ENGL 113: The Cultural Revolution of Amanda Seyfried and Meryl Streep, but in Musical
By: Hannah Kazemi, AKA wannabe Donna and the Dynam-ic Staff Writer
Dear English prof,
I learned the power of the “dot dot dot,” otherwise known as the ellipsis, from the most spectacular, flawless, groovy-dance-move-inducing film, otherwise known as Mamma Mia. Teach me grammar and the effect some good punctuation can have via theatrical performance instead of a boring lecture. Watching Sophie and her girlfriends prance around all over some random Greek island while singing about the mystery behind the “dot dot dot” really impacted me the first time I watched the film, and has the same punch to it every time. Teach me literary theory using song and dance! Break out into a musical theatre number during class! I promise it’s more entertaining, and it’ll blast us all to Kalokairi (even if the island doesn’t actually exist).
PSYC 101: Triforce Tales
By: Olivia Visser, AKA HYAAH-rule’s heroic Opinions Editor
The Legend of Zelda: Animated Series
Every so often, a children’s television show will have an impact so profound it attracts children and adult fans alike. The Legend of Zelda animated TV series will probably go down in history books as one of the most influential cartoon series of all time.

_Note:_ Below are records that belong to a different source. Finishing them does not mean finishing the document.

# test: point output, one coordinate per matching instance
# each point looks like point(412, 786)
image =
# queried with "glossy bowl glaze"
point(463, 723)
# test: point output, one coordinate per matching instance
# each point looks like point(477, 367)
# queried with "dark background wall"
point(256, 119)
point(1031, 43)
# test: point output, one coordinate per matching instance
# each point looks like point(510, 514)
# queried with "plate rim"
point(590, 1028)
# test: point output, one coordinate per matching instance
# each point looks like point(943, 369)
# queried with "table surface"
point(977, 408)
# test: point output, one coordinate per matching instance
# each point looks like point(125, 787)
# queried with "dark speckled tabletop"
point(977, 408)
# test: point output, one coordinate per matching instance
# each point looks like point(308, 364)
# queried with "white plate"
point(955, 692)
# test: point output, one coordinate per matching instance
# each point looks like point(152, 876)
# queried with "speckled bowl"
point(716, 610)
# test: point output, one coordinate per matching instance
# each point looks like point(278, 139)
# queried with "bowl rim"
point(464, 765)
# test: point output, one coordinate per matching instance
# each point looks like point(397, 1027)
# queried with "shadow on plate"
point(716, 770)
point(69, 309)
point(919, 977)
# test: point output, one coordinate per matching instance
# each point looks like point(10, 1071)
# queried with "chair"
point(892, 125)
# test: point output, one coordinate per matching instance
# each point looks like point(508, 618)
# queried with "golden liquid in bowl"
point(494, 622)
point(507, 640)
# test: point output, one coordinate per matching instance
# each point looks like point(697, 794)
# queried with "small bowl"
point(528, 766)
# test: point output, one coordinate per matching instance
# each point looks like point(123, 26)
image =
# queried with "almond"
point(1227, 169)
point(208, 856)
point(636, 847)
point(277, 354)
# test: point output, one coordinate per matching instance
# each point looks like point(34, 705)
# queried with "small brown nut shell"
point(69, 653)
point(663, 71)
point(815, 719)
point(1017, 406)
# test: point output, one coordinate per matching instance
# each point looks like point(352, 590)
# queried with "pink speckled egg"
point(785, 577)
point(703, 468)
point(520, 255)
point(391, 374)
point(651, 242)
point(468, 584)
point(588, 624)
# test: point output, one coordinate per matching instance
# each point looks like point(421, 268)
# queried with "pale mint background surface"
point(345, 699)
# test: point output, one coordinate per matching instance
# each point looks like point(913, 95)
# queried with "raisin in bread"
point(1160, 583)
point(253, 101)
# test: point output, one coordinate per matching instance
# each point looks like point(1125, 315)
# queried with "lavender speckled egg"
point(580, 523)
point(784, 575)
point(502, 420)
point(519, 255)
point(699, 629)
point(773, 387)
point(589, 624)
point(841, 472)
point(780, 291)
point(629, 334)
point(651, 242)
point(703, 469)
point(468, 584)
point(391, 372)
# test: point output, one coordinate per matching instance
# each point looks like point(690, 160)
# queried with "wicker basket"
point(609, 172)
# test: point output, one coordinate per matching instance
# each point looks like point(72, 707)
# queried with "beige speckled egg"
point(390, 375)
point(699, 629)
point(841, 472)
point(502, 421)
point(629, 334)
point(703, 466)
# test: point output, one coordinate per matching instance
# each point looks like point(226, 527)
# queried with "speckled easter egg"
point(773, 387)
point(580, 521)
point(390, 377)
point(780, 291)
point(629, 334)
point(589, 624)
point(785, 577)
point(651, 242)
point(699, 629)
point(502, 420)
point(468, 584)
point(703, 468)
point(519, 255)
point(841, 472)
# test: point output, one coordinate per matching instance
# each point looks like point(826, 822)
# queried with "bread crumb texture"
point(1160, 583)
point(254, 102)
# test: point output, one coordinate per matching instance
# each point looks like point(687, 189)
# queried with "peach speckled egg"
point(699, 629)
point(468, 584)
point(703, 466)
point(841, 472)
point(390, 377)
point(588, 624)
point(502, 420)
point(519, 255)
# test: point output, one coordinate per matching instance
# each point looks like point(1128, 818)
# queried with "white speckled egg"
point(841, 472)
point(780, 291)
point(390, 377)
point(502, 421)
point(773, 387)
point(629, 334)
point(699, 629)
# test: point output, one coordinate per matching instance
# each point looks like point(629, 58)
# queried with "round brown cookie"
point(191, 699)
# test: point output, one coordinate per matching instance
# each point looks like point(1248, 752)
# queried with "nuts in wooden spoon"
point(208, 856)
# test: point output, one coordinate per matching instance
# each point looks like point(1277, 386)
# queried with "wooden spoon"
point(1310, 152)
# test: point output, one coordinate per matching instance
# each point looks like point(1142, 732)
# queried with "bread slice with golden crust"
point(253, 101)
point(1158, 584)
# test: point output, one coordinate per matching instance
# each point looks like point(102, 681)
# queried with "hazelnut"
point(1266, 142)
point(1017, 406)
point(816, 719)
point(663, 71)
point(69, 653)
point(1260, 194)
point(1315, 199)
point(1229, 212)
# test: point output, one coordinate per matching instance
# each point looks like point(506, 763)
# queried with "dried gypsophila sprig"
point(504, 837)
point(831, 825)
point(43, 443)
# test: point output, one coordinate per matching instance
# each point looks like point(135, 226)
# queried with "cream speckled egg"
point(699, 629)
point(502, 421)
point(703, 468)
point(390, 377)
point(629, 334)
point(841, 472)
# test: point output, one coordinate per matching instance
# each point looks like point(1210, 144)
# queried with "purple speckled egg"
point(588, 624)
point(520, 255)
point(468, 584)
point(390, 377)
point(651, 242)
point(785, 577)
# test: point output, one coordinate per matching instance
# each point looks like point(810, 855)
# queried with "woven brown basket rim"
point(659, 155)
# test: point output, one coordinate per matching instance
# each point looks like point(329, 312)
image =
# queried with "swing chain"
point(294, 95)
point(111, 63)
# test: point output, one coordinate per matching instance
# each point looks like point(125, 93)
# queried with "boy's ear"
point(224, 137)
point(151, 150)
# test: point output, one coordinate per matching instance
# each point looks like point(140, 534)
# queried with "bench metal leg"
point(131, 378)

What makes this TV adaptation of such a well loved video game so superior is its ability to make the protagonist, Link, an effective antihero. Yes, all the games portray him as a quiet and humble hero, but who does a little creativity hurt? In this series, he cares little for his peers, and it’s so dreamy.
Fun fact: Link says some version of the phrase, “excuuuuse me, princess,” at least 29 times across all 13 episodes. Talk about iconic. I don’t know about you, but I’ve always wanted to see one of my favourite Nintendo characters depicted as a whiny, unlikeable, self-serving oaf. Incredible writing. Truly a masterpiece in depicting the psychology and fullness of mankind, except Link is a small elf.